Immunohistochemistry (IHC)

A tissue microarray (TMA) was constructed using Krukenberg tumours collected from patients who were treated in the National Cancer Centre Singapore or Singapore General Hospital between 2004–2017 (n = 14). The constructed TMA block was sectioned into 5 µm sections and mounted onto slides. IHC staining of the TMA sections was performed using the BOND-MAX autostainer (Leica Microsystems, Wetzler, Germany) as per the manufacturer’s instructions. Briefly, sections were deparaffinized and rehydrated. Antigen retrieval was conducted at 100 °C, following which the slides were cooled down to room temperature and washed. In order to block endogenous peroxidase activity, sections were incubated in 3–4% (v/v) H2O2 for 15 minutes. To prevent non-specific binding, sections were blocked in 10% goat serum. They were then incubated with anti-IGFBP7 (ab171085, Abcam, Cambridge, UK) antibody for 20 minutes, following which the slides were rinsed and exposed to polymer for 5 minutes. Slides were then washed, treated with DAB-Chromogen detection reagent for 7 minutes and then rinsed again. Sections were subsequently exposed to haematoxylin for 5 minutes to counterstain the nuclei. Finally, slides were rinsed, dehydrated and mounted. Colon samples were used as positive controls while the negative control was derived by replacing the primary antibody with BondTM Antibody diluent.

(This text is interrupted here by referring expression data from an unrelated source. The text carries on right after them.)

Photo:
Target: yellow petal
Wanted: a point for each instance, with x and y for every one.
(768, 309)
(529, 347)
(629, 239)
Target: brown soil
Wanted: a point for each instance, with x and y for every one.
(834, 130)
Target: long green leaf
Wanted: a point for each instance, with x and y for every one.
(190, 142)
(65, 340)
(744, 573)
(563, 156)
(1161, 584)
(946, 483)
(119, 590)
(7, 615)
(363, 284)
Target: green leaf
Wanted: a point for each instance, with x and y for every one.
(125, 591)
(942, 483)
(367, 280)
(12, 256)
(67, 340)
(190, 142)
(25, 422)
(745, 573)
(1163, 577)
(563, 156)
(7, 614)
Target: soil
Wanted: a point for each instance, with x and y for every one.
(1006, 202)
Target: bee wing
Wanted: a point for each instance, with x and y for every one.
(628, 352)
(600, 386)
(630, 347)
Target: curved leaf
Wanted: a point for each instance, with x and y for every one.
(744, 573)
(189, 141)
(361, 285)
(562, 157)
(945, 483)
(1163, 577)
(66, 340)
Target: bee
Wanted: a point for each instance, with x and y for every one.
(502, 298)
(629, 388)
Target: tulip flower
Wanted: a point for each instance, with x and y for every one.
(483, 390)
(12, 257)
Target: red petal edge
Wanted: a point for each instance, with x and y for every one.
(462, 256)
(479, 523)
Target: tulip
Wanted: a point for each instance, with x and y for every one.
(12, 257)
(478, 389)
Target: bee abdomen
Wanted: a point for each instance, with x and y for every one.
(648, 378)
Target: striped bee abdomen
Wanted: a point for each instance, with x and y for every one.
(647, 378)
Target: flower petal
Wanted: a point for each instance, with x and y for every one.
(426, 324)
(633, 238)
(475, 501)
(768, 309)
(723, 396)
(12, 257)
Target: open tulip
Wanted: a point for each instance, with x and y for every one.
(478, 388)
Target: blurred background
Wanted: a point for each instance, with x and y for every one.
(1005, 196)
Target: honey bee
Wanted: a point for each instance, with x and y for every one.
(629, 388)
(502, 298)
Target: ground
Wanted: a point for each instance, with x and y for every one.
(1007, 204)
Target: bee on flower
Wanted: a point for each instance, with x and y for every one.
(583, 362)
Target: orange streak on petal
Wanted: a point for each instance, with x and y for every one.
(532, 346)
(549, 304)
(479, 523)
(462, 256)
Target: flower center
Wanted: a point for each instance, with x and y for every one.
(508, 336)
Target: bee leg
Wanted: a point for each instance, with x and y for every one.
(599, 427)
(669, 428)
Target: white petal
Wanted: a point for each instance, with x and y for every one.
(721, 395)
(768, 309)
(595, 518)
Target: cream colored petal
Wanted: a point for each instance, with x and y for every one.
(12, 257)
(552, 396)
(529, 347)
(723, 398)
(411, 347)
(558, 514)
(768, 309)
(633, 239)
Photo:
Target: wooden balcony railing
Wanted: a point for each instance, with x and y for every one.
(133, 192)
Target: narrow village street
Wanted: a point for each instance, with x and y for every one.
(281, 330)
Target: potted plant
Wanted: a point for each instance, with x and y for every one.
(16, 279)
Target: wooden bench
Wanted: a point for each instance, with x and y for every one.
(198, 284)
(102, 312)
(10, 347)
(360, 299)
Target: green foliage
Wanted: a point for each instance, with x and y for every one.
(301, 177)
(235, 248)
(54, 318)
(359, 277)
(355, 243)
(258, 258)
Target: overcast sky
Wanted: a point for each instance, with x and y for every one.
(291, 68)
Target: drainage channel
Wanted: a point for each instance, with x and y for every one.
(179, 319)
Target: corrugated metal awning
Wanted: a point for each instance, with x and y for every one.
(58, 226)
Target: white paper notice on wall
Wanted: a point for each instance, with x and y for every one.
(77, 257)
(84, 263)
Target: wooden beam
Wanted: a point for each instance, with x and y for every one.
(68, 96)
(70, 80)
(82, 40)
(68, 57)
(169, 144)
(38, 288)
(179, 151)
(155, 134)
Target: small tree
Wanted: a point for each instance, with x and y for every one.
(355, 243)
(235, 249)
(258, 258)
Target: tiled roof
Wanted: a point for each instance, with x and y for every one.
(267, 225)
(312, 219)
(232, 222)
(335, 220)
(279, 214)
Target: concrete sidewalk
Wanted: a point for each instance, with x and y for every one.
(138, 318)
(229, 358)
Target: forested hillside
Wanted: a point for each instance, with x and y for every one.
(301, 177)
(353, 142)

Evaluation of IHC staining

All stained sections were assessed by two independent scorers (WHN and JH) who were blinded to the outcome. Scoring for the epithelial and stromal components was conducted by stratifying the intensity of the stain to a value of 0 (no staining) to 3 (strong staining) if at least 10% of the target cells were positively-stained (Fig. 5c). In situations where there were discrepancies, a third researcher (HJL) assessed the sections independently to obtain the final score. t-test analysis was used to compare between the epithelial and stromal expressions.